After 13+ years of showing all types of livestock, the small ribbons stack up. I'm planning on making a ribbon quilt with them. The problem (a nice problem to have, lol) is that most of my ribbons are 4-H ribbons, awarded on the Danish system (blue-- excellent quality, red-good quality, white--poor quality) not 1st-blue, 2nd-red, 3rd-white, etc. So most of my ribbons are blue, with several red and maybe a couple of whites. So it won't be a very exciting quilt...lol. 

My sister uses hers for scrapbook backgrounds. And she makes lovely collages with pictures and the ribbons. She has a small garbage bag of small ribbons stacking up, also.
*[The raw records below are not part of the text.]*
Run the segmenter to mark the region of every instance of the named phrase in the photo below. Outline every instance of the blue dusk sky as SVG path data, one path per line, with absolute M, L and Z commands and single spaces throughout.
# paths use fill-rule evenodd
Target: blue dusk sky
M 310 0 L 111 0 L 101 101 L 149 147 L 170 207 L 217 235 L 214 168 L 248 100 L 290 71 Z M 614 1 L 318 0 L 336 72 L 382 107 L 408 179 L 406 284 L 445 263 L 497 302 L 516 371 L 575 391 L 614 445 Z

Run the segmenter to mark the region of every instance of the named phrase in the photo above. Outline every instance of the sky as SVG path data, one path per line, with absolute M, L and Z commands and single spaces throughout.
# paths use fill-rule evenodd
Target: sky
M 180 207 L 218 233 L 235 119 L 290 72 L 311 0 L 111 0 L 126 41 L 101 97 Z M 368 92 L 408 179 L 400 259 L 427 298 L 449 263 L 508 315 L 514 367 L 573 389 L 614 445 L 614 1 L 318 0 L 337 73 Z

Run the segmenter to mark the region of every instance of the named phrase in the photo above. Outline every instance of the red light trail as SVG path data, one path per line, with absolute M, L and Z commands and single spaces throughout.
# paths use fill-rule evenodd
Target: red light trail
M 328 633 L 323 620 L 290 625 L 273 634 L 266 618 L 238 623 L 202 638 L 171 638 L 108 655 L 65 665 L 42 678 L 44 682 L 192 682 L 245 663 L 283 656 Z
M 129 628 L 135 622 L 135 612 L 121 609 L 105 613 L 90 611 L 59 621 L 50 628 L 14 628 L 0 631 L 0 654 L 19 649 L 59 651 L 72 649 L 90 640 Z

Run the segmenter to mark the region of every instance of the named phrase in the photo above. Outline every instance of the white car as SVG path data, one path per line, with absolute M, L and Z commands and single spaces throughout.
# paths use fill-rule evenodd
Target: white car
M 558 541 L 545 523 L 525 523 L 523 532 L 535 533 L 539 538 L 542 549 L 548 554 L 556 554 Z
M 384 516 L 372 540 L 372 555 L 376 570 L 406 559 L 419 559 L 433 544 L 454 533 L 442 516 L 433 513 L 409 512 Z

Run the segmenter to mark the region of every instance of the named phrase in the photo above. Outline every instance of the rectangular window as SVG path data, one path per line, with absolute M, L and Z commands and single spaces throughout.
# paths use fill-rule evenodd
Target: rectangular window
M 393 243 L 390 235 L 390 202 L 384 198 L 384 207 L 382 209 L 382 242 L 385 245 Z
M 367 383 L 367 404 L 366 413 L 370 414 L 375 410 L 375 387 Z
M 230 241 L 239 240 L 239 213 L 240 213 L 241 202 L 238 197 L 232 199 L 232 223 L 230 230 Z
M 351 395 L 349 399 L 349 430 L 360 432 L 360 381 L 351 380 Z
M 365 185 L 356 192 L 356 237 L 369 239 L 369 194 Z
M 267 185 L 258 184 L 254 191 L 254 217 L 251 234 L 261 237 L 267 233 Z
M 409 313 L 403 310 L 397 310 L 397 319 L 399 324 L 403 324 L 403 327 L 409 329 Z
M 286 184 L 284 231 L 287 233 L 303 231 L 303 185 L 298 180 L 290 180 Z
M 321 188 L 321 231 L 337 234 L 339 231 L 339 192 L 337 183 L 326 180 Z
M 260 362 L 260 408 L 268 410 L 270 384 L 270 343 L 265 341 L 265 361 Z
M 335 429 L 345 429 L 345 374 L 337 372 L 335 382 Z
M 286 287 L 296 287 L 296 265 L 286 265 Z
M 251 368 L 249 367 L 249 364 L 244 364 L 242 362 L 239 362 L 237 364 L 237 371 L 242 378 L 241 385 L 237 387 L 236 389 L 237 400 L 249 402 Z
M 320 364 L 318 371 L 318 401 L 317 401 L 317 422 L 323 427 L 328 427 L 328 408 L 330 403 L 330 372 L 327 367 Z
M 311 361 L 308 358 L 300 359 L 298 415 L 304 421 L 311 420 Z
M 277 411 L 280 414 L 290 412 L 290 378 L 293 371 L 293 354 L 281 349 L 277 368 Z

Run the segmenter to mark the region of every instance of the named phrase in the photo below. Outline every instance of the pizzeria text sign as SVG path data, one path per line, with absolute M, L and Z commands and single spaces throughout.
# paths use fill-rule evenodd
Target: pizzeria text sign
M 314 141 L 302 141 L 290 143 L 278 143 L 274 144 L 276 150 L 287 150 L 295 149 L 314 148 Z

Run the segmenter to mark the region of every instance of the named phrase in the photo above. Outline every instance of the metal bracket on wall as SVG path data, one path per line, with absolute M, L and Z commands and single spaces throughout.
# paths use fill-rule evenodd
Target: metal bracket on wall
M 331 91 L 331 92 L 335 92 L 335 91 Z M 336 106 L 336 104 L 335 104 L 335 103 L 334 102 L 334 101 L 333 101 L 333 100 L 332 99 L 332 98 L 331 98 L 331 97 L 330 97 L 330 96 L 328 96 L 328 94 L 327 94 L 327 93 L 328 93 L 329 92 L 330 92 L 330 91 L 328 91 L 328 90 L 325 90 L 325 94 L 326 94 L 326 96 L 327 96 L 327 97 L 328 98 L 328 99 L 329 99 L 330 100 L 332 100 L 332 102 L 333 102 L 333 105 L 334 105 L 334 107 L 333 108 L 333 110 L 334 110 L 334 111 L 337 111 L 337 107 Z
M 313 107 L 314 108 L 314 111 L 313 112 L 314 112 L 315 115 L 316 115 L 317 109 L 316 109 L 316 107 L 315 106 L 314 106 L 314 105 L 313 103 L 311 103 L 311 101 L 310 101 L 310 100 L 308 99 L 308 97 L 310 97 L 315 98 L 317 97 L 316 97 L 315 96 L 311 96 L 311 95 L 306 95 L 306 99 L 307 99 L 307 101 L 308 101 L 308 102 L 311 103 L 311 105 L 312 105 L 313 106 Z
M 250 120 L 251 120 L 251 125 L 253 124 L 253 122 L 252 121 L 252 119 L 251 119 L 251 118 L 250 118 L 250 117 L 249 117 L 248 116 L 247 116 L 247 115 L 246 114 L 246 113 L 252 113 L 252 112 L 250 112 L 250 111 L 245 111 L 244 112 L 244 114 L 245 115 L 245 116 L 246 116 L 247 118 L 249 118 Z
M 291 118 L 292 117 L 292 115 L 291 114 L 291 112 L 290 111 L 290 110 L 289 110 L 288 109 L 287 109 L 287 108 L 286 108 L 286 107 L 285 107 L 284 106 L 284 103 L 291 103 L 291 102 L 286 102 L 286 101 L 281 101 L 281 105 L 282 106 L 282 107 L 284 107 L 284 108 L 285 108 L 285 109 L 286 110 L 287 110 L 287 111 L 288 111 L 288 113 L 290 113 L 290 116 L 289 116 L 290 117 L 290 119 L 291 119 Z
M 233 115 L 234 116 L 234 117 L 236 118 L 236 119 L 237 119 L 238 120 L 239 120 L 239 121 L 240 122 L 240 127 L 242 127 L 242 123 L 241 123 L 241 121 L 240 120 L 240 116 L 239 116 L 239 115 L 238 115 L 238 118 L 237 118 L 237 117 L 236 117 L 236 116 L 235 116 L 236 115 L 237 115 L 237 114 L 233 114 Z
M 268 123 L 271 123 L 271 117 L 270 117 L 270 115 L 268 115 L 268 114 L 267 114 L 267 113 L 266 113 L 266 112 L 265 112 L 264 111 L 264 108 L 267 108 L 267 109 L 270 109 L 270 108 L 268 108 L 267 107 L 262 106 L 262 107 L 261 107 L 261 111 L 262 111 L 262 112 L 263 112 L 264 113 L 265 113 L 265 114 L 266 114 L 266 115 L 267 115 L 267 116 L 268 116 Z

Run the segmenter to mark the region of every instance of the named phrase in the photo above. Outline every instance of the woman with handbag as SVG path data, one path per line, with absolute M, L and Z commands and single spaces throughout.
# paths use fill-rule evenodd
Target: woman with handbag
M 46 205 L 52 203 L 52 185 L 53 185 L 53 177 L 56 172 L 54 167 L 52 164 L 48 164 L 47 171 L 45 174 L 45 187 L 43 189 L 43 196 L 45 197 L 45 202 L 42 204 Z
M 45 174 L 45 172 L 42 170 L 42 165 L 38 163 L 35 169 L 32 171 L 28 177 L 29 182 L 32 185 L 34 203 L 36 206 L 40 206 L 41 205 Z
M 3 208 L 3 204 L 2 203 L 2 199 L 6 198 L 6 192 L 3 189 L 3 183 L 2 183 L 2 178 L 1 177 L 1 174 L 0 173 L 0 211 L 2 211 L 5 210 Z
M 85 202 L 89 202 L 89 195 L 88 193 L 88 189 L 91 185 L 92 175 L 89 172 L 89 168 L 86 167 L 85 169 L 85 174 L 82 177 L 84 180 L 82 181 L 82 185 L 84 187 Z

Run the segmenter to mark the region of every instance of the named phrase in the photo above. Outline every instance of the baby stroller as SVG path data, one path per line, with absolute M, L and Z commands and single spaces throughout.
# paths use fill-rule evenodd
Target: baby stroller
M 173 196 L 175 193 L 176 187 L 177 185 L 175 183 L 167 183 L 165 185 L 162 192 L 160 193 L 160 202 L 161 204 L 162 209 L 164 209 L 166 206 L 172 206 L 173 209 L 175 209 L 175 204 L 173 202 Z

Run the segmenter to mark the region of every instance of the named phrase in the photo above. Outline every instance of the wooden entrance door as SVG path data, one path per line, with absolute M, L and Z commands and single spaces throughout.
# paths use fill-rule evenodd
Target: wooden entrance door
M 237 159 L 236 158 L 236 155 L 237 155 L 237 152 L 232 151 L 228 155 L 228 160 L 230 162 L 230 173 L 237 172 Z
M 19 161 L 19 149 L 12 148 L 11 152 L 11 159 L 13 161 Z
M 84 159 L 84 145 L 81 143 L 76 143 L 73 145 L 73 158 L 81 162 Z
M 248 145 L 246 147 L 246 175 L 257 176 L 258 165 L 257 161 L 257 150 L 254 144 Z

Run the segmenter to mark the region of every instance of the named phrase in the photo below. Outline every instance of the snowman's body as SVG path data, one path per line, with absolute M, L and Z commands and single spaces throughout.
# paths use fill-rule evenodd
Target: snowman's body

Rosettes go in our "animal room" (SHHHH my dad still calls it the "utility" room). We just thumb tack them into the wall, along the ceiling. 

Trophies or plaques go in our respective rooms, unless they are from the current year, and then they go on our big bulletin board and get toted around from fair to fair. 

Dog ribbons are different... unless they are rosettes, the ribbons get dropped in the dog's file.


----------



## dobe627 (Oct 16, 2007)

Although mine are dog show ribbons(just did our 3rd show & have 16 ribbons 3 of which are Qs) anyway I know a girl who makes ribbon holders. Mine a dobe. Jumping and then there are bars that hang off it. I had asked if she would do goats and she said she probably could. Also does lawn cutouts. I can pass on her website if anyone likes.


----------



## sweetgoats (Oct 18, 2007)

Yep in a bag, or if I forget to take them out of the tack box at a show they end up in the shed and well, they get distroyed. 

After so many years and shows, I would rather the show places reduce the pricce of the entry fee and not give out the ribbons. I believe we have three huge bags full. 

At the beginning when my daughter started, they were all over her room wall, with tacks.


----------



## GoatGirlMO (Aug 13, 2010)

I did a show where, instead of ribbons, you got points. At the end of the fair (so if you had multiple species.... multiple points!) every exhibitor got a list of things they could "buy" with their points. 

You could get ribbons/rosettes if you wanted, or feed scoops, duffel bags, show collars/halters, buckets, jackets, or, if you had a gazillion points, a belt buckle. All the items were delivered a couple of weeks later, because you could have them personalized if you wished. One of my friends showed a ton of animals.... won Grand Champ market steer. She "saved" all her points and was able to get a lovely belt buckle and like two feed scoops. 

It was good plan for those of us who show a lot... but I know those first few years of 4-H, a trophy is like solid gold.


----------



## pelicanacresMN (Dec 29, 2009)

I had also seen a beautiful quilt once made out of ribbons--I thought that was an amazing idea. Of course that was after I threw out a huge box full of your basic 1st-3rd place straight ribbons. I keep all of my rosettes & trophies & display them inside of my barn. People that come to visit or buy goats from me enjoy looking at the awards & asking questions about showing.


----------